The main limitation of the study is its retrospective design, which could have induced a selection bias in the patient population. Additionally, dose levels and radiotherapy techniques have evolved during the last years and can influenced survival results. The long inclusion period can explain the lower survival rates than those reported in the EMBRACE studies [36]. This is the first study to estimate specifically cervical tumor and lymph node metabolic parameters to define the risk of distant failure depending on the pattern of retroperitoneal lymph node metastasis. A major strength of the study is lymph node surgical staging of all patients included in this series. To increase the reproducibility of metabolic parameter measurements, to facilitate their use in daily practice and to limit inter-observer variability, dedicated artificial intelligence thresholding software could prove valuable in the future.

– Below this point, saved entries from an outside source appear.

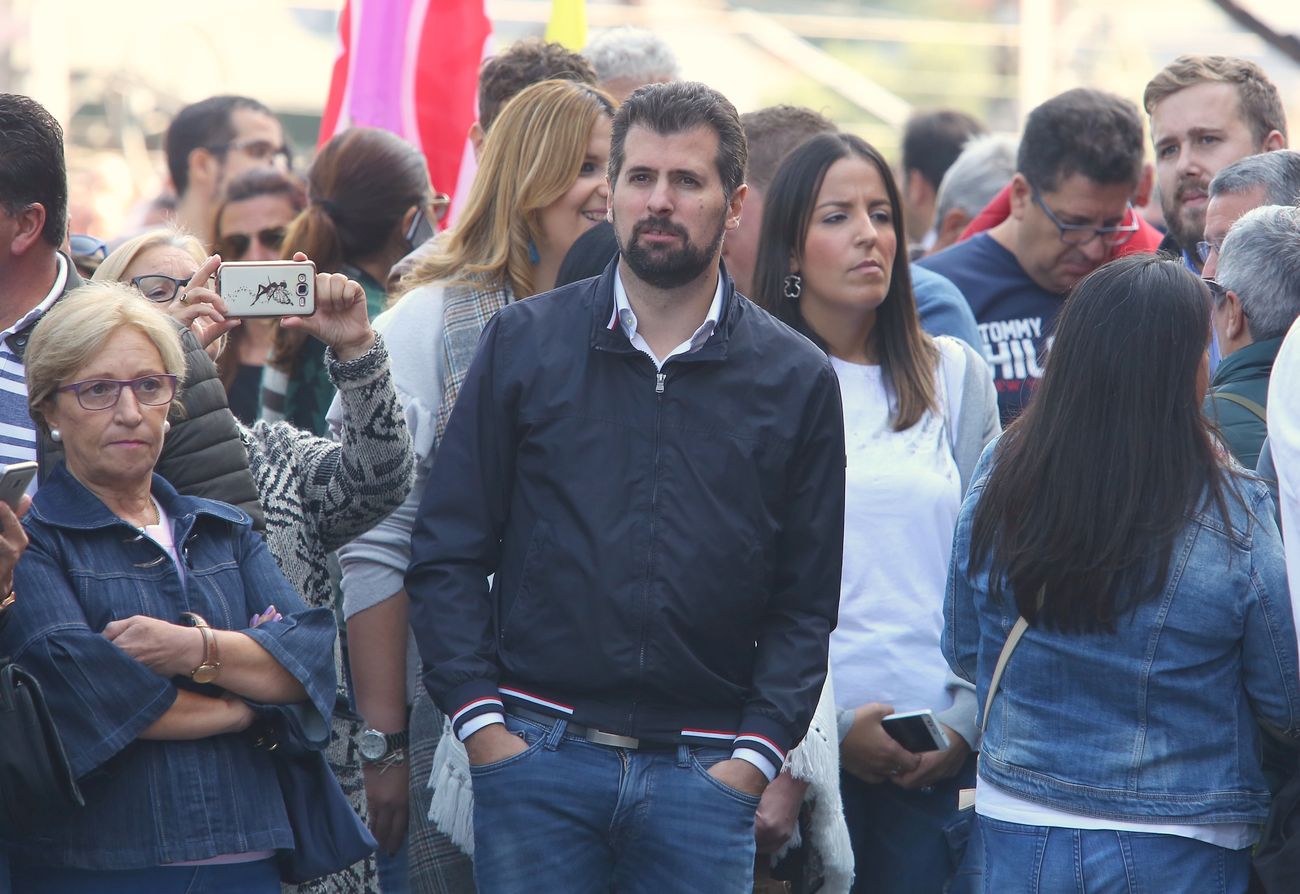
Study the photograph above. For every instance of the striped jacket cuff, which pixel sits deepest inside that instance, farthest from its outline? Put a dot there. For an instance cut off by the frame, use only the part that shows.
(761, 751)
(476, 699)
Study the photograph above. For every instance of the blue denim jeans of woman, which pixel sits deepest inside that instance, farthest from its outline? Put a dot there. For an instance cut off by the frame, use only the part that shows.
(567, 815)
(256, 877)
(1032, 859)
(900, 845)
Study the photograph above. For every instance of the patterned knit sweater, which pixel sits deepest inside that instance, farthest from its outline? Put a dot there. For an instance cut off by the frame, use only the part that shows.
(319, 494)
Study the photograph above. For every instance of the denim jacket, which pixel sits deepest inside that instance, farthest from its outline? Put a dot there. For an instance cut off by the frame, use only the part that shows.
(1155, 721)
(151, 802)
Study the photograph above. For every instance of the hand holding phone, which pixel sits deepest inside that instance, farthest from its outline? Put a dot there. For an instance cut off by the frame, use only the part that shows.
(268, 289)
(14, 481)
(917, 730)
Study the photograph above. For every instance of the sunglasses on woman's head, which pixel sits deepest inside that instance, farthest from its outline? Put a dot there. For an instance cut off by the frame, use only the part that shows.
(235, 244)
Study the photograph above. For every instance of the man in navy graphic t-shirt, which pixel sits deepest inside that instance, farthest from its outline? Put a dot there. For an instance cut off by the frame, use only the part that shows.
(1078, 165)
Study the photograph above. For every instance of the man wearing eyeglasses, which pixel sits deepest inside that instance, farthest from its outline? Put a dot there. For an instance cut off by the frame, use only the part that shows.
(211, 143)
(1255, 280)
(1078, 164)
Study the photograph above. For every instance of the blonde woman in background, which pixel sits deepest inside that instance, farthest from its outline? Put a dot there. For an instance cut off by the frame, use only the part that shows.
(541, 185)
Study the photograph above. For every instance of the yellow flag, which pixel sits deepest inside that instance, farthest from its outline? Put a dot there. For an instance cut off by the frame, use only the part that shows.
(568, 24)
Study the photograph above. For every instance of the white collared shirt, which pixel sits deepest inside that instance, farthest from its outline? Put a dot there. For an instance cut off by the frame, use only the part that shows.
(625, 316)
(17, 430)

In conclusion, MTV of the cervical tumor and number of PLN fixations were the best predictors of survival. MTV correlated with locoregional and distant failure in patients with LACC without lymph node involvement and the number of PLN fixations was associated with locoregional and distant failure in patients without PALN extension. The prognostic value of metabolic metrics disappeared with PALN positivity, which was associated with distant failure in nearly half of patients. Our results and previous studies demonstrate that MTV of the cervical tumor is a more accurate parameter than SUVmax to predict survival outcome and should be implemented in routine practice.